Он сидел перед остывшим кофе, с небритым желтым лицом и потухшими глазами. Часовая стрелка на огромных стенных часах подходила к половине одиннадцатого, ему давно нужно было быть одетым и ехать по делам. Но не хотелось двигаться. Что он знал за свою жизнь, кроме этого периодического напряжения каждый раз, когда возникал вопрос о более или менее значительной сумме денег, которую ему предстоит получить благодаря той или иной комбинации? Какие-то люди стрелялись из-за неудачной любви, гибли в арктических или тропических экспедициях, перелетали океан, пересекали пустыни, открывали новые законы мира, создавали сложные познавательные теории, и, вероятно, у каждого из них было сознание, что в конце того или иного испытания или в результате длительного труда его ждет награда нравственного удовлетворения. Были другие, огромное большинство людей, которые не совершали в своей жизни ничего героического, но которые бывали то счастливы, то несчастны, и последовательность радостей и огорчений не давала им времени подумать ни о чем ином. Когда они были счастливы, они радовались, когда они были несчастны, они огорчались, и жизнь их была полна… И все это прошло мимо него. Может быть, это было неважно. Но то, ради чего он жил и работал, имело, вероятно, еще меньшую ценность, чем то, ради чего жили все эти разные категории людей.
Он встал, наконец, со своего кресла и пошел бриться. Когда он поднялся, он опять ощутил тупую боль в сердце, ту самую, которая у него бывала до отъезда в Виши. Он остановился и оперся рукой о стол. В этом мучительном и чисто физическом, казалось бы, ощущении непонятным образом было заключено все остальное, все, о чем он так упорно думал последнее время и в чем было сознание непоправимости, не менее несомненное, чем это мускульное сжатие — или расширение — в левой стороне груди.

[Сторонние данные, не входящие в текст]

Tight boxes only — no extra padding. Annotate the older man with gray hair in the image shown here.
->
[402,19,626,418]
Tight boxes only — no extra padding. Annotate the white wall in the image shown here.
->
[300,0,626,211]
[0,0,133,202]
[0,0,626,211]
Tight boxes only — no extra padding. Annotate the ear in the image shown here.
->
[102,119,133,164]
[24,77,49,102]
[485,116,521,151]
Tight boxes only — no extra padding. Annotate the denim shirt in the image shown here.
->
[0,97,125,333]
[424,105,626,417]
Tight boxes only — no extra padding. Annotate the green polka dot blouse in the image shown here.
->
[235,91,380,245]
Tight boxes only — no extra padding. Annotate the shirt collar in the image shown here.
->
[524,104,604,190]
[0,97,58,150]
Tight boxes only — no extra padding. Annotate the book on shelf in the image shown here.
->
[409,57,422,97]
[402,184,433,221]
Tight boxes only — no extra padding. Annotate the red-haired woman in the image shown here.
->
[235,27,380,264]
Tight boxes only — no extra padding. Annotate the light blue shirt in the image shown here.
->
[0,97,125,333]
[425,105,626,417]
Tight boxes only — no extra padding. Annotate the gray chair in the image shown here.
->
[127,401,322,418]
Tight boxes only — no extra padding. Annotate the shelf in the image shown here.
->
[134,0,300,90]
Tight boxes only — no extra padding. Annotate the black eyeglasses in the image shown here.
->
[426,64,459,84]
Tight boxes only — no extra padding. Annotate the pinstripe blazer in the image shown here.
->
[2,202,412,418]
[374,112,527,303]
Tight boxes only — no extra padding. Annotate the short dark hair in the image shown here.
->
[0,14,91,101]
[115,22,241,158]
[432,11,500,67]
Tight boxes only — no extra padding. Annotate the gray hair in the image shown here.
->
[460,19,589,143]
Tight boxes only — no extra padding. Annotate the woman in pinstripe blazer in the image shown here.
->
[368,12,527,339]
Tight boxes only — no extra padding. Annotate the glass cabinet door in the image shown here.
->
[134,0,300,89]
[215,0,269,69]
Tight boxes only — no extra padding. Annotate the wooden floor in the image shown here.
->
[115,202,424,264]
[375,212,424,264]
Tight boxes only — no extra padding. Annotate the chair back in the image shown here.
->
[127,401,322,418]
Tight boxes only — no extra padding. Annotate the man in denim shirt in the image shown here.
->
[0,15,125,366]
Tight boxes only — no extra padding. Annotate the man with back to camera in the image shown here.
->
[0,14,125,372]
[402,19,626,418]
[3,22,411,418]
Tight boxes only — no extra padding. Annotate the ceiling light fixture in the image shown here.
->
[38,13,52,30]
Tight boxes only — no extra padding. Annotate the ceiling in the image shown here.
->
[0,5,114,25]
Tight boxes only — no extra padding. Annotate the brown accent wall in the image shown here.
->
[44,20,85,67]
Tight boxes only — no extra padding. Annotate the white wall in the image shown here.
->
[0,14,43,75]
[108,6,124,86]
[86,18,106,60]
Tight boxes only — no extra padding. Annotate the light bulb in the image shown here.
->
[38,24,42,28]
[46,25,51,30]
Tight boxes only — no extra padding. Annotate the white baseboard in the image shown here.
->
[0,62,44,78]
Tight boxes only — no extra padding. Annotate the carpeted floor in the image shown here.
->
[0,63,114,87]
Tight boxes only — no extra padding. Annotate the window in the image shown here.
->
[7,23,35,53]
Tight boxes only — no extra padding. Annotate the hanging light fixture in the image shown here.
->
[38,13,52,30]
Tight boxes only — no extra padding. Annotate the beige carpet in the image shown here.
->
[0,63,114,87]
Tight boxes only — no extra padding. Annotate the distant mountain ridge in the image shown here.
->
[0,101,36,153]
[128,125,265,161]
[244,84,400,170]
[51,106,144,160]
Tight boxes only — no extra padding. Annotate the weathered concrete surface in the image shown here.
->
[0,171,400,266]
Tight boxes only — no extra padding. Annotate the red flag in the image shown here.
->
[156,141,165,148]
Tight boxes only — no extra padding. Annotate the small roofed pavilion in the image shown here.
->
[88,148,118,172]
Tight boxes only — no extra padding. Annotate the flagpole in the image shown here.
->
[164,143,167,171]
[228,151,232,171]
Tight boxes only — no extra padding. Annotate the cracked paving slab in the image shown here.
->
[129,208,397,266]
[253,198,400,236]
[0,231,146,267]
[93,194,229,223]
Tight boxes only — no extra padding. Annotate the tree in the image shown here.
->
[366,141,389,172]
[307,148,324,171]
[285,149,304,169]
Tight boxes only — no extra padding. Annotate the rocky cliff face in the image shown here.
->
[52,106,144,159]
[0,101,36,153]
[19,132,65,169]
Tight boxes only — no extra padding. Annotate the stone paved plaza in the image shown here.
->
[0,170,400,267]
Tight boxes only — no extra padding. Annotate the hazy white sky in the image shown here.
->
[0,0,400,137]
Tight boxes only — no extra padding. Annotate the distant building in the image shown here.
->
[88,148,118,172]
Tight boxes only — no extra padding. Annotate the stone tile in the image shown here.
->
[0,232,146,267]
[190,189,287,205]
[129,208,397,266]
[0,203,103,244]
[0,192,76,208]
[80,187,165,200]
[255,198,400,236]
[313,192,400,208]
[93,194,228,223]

После возвращения из Виши он стал проводить так почти каждое утро. Необыкновенное количество давно забытых вещей вдруг всплыло в его памяти; но не было ни одного, которое было бы ему приятно. Он вспоминал людей, обращавшихся к нему с просьбами. Каждый раз у них была единственная надежда, только он мог их спасти… его влияние… его авторитет… Он не отказывал лишь тогда, когда знал, что может потом извлечь из этого выгоду. Были совершенно сумасшедшие люди — вроде одного редактора провинциальной газеты, рекомендованного ему его избирательным агентом и который был настолько простодушен, что обратился к нему с просьбой о довольно значительной ссуде. Он тоже говорил, что это его последняя надежда, но в данном случае те же самые слова имели иное значение: получив отказ, он вернулся в провинцию, и на следующий день сенатор Симон узнал о его самоубийстве. Он тогда сказал, что в каждой человеческой жизни неизбежны ошибки. Он теперь понимал, что это не было, собственно говоря, мыслью в точном значении этого слова. Сказать, что ошибки неизбежны в человеческой жизни, или сказать, как он это делал в своих речах, что правильно понятые национальные интересы требуют от нас сознательного отношения к тем проблемам, которые возникают, — это была не мысль, а проявление нежелания или неспособности мыслить. Однако так или почти так он говорил всегда. Но если бы сейчас предложили кому-нибудь из тех людей, его анонимных избирателей, доверие которых по отношению к нему могло, конечно, объясняться только их наивностью, — поменяться с ним, своей судьбой, тот, вероятно, не согласился бы. Может быть, его, сенатора Симона, не нужно было жалеть. Но завидовать ему тоже не стоило.